Le député péquiste Harold LeBel n’arrivait pas à croire, lundi, que le Comité d’experts sur le revenu minimum garanti se contente d’appeler le gouvernement libéral à verser une aide équivalant à 55 % de la MPC, c’est-à-dire « à peine la moitié du montant nécessaire pour sortir de l’extrême pauvreté ». « On dirait que le gouvernement a donné au comité un mandat qui allait lui fournir les recommandations dont il avait besoin. […] Le gouvernement cherchait-il vraiment une façon d’aider les plus vulnérables ? » a demandé le porte-parole de l’opposition officielle en matière de lutte contre la pauvreté. « Le gouvernement doit faire mieux et s’assurer que tous les Québécois ont accès à un revenu décent, qui leur permette de réellement sortir de la pauvreté. »

« Avec une hausse si minime que 1,30 $ par jour, les assistés sociaux pourraient s’acheter un gros pot de beurre de pinottes par semaine.

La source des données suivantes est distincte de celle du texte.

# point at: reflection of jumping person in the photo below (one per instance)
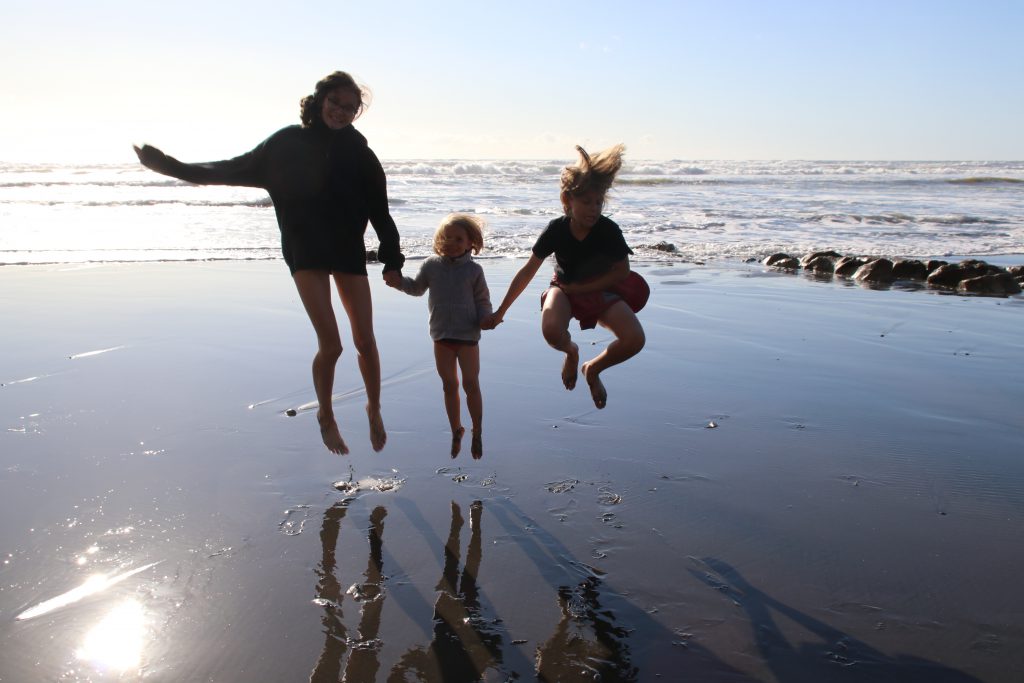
(459, 300)
(593, 282)
(466, 646)
(326, 184)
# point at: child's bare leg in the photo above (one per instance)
(354, 291)
(630, 338)
(555, 318)
(445, 359)
(469, 364)
(314, 291)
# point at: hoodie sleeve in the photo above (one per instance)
(246, 170)
(389, 251)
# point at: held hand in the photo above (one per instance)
(150, 157)
(491, 322)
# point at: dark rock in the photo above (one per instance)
(909, 269)
(879, 270)
(999, 284)
(950, 274)
(783, 261)
(848, 265)
(830, 255)
(820, 264)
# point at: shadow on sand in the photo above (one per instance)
(600, 635)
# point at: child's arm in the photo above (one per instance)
(516, 287)
(481, 296)
(616, 273)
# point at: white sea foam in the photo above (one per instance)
(706, 209)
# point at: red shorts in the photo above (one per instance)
(588, 307)
(454, 344)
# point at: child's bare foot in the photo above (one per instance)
(476, 447)
(378, 437)
(569, 368)
(597, 390)
(331, 435)
(457, 440)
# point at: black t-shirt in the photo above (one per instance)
(581, 260)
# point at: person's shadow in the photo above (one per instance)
(837, 656)
(465, 643)
(363, 663)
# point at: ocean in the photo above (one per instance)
(706, 210)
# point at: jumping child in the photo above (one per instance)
(459, 300)
(592, 282)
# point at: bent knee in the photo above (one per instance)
(365, 345)
(330, 349)
(554, 334)
(634, 341)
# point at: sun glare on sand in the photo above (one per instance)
(116, 642)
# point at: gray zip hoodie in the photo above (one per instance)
(459, 297)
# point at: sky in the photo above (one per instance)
(687, 80)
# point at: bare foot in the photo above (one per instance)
(457, 440)
(597, 390)
(378, 437)
(569, 368)
(331, 435)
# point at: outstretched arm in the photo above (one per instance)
(516, 287)
(389, 251)
(244, 170)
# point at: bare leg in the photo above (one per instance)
(444, 359)
(630, 338)
(555, 318)
(469, 363)
(314, 290)
(354, 291)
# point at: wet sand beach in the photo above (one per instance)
(797, 480)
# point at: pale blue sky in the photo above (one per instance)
(672, 80)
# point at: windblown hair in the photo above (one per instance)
(593, 173)
(311, 105)
(473, 226)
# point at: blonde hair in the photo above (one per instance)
(592, 173)
(472, 225)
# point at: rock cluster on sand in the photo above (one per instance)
(968, 276)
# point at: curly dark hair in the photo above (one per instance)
(311, 105)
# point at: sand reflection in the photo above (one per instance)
(468, 639)
(116, 643)
(91, 586)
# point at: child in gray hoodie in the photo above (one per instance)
(459, 300)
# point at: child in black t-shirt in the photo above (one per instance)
(593, 282)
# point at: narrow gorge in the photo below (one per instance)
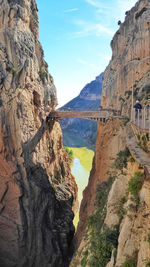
(38, 194)
(114, 220)
(37, 190)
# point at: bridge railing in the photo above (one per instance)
(141, 118)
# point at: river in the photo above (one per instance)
(80, 169)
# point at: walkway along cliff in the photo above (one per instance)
(37, 190)
(114, 221)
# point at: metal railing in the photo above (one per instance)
(141, 118)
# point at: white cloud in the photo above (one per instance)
(124, 6)
(91, 65)
(93, 3)
(89, 29)
(71, 10)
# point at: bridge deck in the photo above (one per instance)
(139, 155)
(90, 115)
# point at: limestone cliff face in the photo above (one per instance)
(130, 64)
(114, 226)
(37, 189)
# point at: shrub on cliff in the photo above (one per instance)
(69, 152)
(101, 243)
(135, 185)
(121, 160)
(131, 261)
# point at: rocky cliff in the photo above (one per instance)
(129, 68)
(114, 228)
(37, 189)
(79, 132)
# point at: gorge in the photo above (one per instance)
(38, 194)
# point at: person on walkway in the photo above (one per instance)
(138, 108)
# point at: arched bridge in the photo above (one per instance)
(101, 115)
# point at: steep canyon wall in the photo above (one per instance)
(111, 221)
(37, 189)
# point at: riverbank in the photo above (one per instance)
(80, 169)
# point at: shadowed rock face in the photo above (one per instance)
(37, 189)
(129, 68)
(79, 132)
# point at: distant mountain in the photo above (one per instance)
(80, 132)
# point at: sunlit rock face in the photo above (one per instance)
(37, 190)
(129, 67)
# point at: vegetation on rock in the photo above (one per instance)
(131, 261)
(103, 241)
(135, 185)
(121, 160)
(69, 152)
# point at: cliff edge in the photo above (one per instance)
(113, 227)
(37, 189)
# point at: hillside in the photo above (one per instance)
(37, 190)
(79, 132)
(114, 219)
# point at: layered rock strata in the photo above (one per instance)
(127, 75)
(129, 68)
(37, 189)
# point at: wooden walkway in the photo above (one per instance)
(100, 115)
(139, 155)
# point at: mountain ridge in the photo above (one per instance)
(80, 132)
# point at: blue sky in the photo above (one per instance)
(76, 36)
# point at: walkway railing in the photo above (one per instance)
(141, 118)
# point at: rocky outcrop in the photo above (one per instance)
(111, 138)
(130, 64)
(37, 189)
(79, 132)
(113, 228)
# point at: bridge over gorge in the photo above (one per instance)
(100, 116)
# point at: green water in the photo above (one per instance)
(81, 170)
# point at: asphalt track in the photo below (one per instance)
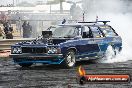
(47, 76)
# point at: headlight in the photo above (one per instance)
(16, 50)
(53, 50)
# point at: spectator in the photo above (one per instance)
(8, 30)
(27, 29)
(1, 33)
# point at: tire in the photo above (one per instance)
(70, 59)
(25, 64)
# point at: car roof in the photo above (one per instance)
(80, 24)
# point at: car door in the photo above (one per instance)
(98, 38)
(88, 46)
(111, 37)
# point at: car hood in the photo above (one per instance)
(51, 41)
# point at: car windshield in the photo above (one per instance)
(108, 31)
(64, 32)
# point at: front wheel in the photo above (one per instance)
(70, 59)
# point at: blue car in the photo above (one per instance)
(68, 43)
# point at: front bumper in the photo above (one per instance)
(38, 58)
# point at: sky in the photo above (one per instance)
(5, 2)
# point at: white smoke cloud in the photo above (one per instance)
(118, 12)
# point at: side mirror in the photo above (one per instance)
(84, 35)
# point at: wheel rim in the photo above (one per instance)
(70, 59)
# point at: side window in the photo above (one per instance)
(96, 32)
(108, 31)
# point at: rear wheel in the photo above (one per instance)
(70, 59)
(25, 64)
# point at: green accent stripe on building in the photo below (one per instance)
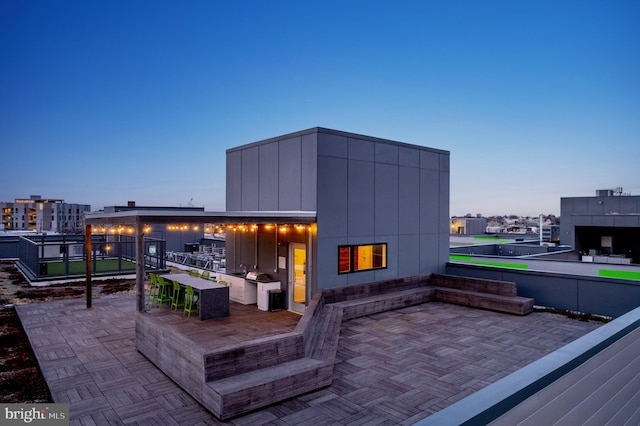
(502, 265)
(460, 257)
(624, 275)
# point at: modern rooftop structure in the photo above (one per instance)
(606, 225)
(42, 215)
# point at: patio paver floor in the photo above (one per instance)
(395, 367)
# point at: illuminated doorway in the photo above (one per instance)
(297, 277)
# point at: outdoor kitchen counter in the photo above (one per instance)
(213, 298)
(241, 290)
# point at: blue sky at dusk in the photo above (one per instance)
(103, 102)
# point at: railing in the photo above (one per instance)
(63, 256)
(214, 261)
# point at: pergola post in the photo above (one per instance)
(140, 265)
(88, 262)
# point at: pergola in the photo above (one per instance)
(140, 220)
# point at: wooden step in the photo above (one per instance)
(495, 302)
(246, 392)
(385, 302)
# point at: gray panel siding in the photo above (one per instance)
(250, 178)
(234, 181)
(408, 157)
(409, 200)
(289, 179)
(429, 160)
(332, 145)
(309, 181)
(268, 191)
(392, 258)
(408, 255)
(386, 153)
(386, 199)
(361, 150)
(429, 206)
(443, 202)
(332, 197)
(429, 253)
(361, 199)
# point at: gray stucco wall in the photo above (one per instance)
(278, 174)
(377, 191)
(365, 190)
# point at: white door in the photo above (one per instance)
(297, 277)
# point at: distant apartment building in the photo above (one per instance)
(468, 225)
(39, 214)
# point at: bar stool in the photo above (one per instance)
(164, 293)
(190, 301)
(154, 290)
(175, 297)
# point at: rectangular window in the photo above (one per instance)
(356, 258)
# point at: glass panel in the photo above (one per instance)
(344, 260)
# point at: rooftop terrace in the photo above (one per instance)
(395, 367)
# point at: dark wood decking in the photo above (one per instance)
(245, 322)
(394, 367)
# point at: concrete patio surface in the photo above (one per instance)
(396, 367)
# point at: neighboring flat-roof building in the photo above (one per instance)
(468, 225)
(606, 226)
(43, 215)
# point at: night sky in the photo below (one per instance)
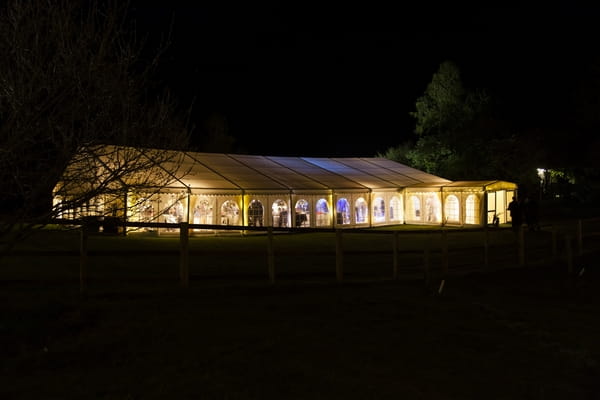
(315, 81)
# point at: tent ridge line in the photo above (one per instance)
(307, 159)
(258, 172)
(300, 173)
(213, 170)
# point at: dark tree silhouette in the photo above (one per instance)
(72, 77)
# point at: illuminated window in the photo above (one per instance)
(361, 210)
(416, 207)
(342, 212)
(280, 214)
(255, 213)
(432, 208)
(230, 213)
(302, 213)
(396, 209)
(322, 209)
(452, 209)
(472, 209)
(379, 210)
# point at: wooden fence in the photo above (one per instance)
(439, 255)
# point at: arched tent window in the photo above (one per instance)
(396, 212)
(202, 213)
(342, 212)
(362, 211)
(230, 213)
(379, 210)
(452, 209)
(432, 208)
(472, 209)
(416, 208)
(280, 213)
(255, 213)
(302, 209)
(322, 209)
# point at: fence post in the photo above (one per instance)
(426, 260)
(554, 243)
(184, 259)
(486, 246)
(83, 273)
(444, 252)
(579, 237)
(521, 246)
(395, 250)
(270, 255)
(339, 256)
(569, 254)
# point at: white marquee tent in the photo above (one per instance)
(251, 190)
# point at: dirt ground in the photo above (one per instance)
(521, 333)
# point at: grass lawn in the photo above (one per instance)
(504, 333)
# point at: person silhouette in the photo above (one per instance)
(516, 214)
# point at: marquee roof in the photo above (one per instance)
(252, 172)
(220, 172)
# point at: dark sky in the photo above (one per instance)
(309, 80)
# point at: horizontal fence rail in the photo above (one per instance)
(354, 253)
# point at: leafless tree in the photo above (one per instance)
(73, 79)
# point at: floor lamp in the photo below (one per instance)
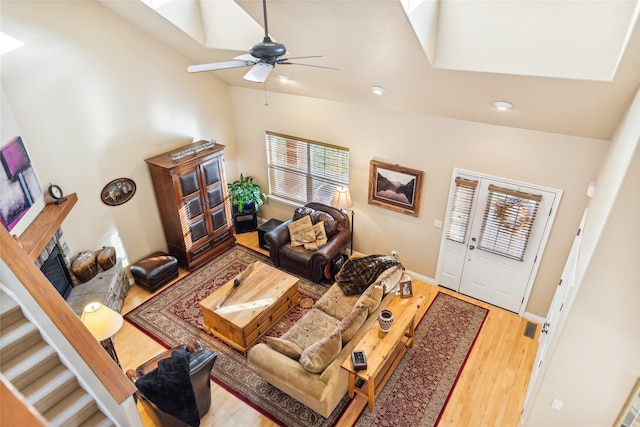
(342, 200)
(103, 323)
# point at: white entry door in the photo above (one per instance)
(493, 240)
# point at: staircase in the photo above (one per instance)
(34, 369)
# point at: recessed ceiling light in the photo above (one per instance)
(503, 105)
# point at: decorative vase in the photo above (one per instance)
(385, 319)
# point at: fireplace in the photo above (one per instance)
(56, 271)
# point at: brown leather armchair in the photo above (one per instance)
(200, 364)
(303, 262)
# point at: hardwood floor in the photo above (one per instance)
(490, 391)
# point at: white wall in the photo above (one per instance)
(596, 361)
(434, 145)
(92, 97)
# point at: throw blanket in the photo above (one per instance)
(169, 387)
(357, 274)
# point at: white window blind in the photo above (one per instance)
(507, 222)
(305, 171)
(461, 207)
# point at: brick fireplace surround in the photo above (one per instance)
(109, 287)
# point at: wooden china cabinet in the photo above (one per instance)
(191, 192)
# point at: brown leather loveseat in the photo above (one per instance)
(305, 262)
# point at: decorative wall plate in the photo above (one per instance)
(118, 191)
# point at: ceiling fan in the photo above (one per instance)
(262, 57)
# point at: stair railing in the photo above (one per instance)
(31, 283)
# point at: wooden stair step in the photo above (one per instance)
(10, 311)
(49, 389)
(74, 409)
(98, 419)
(16, 338)
(30, 365)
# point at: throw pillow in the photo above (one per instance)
(169, 387)
(330, 224)
(301, 212)
(285, 347)
(318, 355)
(390, 278)
(358, 273)
(301, 231)
(351, 324)
(370, 299)
(321, 238)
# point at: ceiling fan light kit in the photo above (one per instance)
(259, 72)
(263, 56)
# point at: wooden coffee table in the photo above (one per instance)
(384, 350)
(262, 298)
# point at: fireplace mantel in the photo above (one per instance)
(41, 230)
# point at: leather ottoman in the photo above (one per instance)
(155, 270)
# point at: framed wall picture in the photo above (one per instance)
(19, 186)
(118, 191)
(395, 187)
(406, 287)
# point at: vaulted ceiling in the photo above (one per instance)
(567, 66)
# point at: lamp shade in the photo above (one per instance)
(342, 198)
(101, 321)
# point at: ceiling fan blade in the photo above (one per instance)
(246, 57)
(219, 66)
(259, 72)
(301, 57)
(308, 65)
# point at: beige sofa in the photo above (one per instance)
(305, 361)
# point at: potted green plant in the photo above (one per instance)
(245, 195)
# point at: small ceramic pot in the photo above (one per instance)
(385, 319)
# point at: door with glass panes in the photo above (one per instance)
(493, 238)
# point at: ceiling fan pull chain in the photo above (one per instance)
(264, 14)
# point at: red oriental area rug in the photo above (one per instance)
(421, 384)
(415, 394)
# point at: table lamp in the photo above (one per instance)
(103, 323)
(342, 200)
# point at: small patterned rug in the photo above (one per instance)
(173, 316)
(421, 384)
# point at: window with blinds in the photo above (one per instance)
(507, 222)
(461, 207)
(305, 171)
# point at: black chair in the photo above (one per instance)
(200, 364)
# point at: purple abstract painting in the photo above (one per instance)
(19, 186)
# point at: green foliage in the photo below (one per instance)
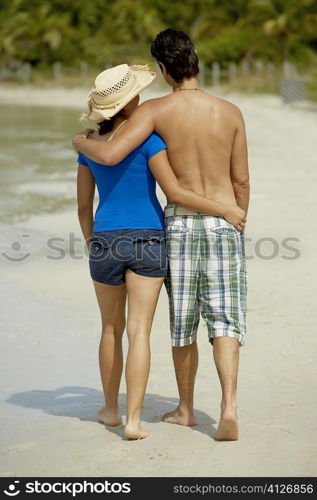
(104, 32)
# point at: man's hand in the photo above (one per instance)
(236, 216)
(82, 136)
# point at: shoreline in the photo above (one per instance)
(75, 98)
(50, 327)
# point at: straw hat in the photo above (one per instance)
(114, 88)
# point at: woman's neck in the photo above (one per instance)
(118, 120)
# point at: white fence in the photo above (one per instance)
(285, 77)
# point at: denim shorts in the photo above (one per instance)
(112, 253)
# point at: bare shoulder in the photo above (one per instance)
(156, 103)
(227, 107)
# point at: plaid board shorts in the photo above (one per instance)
(207, 276)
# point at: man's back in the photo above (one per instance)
(199, 130)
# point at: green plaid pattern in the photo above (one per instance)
(207, 276)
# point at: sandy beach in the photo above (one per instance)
(50, 329)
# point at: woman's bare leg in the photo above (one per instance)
(111, 300)
(143, 293)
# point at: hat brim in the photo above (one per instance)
(143, 79)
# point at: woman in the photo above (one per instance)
(127, 253)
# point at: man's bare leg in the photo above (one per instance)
(226, 356)
(185, 363)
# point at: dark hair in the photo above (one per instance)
(176, 51)
(106, 126)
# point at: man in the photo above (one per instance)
(207, 150)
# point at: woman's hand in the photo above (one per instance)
(236, 216)
(81, 137)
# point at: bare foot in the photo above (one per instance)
(108, 417)
(179, 417)
(134, 432)
(227, 428)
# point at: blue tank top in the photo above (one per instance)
(127, 191)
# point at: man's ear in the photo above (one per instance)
(162, 68)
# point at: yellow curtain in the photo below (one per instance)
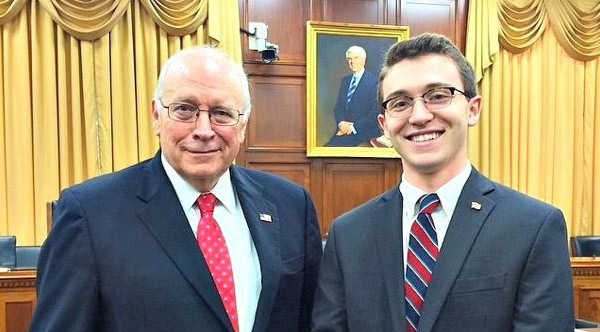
(77, 80)
(539, 69)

On est loin du compte », a poursuivi la porte-parole de Québec solidaire, Manon Massé.

Elle urge M. Blais à relire son essai Un revenu garanti pour tous avant de compléter son Plan de lutte contre la pauvreté et l’exclusion sociale. « J’espère que M. Blais reviendra à ses racines et s’attaquera enfin aux “groupes d’intérêts puissants” qui défendent un système économique injuste qui perpétue la pauvreté », a affirmé Mme Massé par voie de communiqué.

M. Blais entend sortir quelque 100 000 Québécois de la pauvreté. Il compte dévoiler son plan d’ici la fin de l’année.

La présidente du Comité d’experts sur le revenu minimum garanti, Dorothée Boccanfuso, a dissuadé le ministre libéral d’instaurer le revenu minimum garanti au moyen d’une allocation universelle et d’impôt négatif sur le revenu. Une telle réforme créerait des « problèmes d’équité et dans certains cas d’efficience et d’incitation au travail », a-t-elle fait valoir lundi.

« Vision rétrograde »

Le porte-parole du Collectif pour un Québec sans pauvreté, Serge Petitclerc, reproche au comité d’économistes d’avoir été aveuglé par ses préjugés lors de la rédaction de son rapport. « Viser 55 % de la MPC, c’est attaquer de front le consensus social selon lequel la MPC représente un seuil minimal pour couvrir les besoins de base. C’est faire le choix de maintenir des centaines de milliers de personnes dans la misère », a-t-il insisté.

Il exhorte M. Blais à renforcer les protections publiques pour assurer à tous et toutes un revenu au moins égal à la MPC — 17 716 $ par année —, à augmenter le salaire minimum à 15 $ l’heure, puis à lancer une campagne de sensibilisation visant à « changer les mentalités et à contrer les mythes et les préjugés » accablant les Québécois dans la pauvreté.

Prime au travail bonifiée

 

D’autre part, le Comité d’experts sur le revenu minimum garanti propose aussi de « renforcer de façon importante » la prime au travail.

Le comité propose de tirer vers le haut cette « prime » de façon à ce qu’une personne sans enfants travaillant environ 18 heures par semaine au salaire minimum touche 1661 $ de plus par année. Sa prime au travail passerait de 730 $ à 2391 $.

Le comité évalue le coût de cette « bonification majeure de la prime au travail », qui inciterait selon lui plus d’une personne à quitter le programme d’assistance sociale et à retourner sur le marché du travail, à plus d’un milliard de dollars par année pour l’État.

Le comité propose une « application graduelle » nettement moins coûteuse (109 millions par année) qui consiste à bonifier la prime au travail dans un premier temps pour les personnes seules (396 000) et pour les couples sans enfants (45 000). Les ménages sans enfants devraient bénéficier d’un « rattrapage » par rapport à ceux avec enfants, soutient-il.

Par ailleurs, le comité recommande le versement automatique de certains crédits d’impôt, le paiement de différents soutiens financiers au moyen d’un chèque unique ainsi qu’une couverture supplémentaire aux personnes faisant face à des « situations de transition ».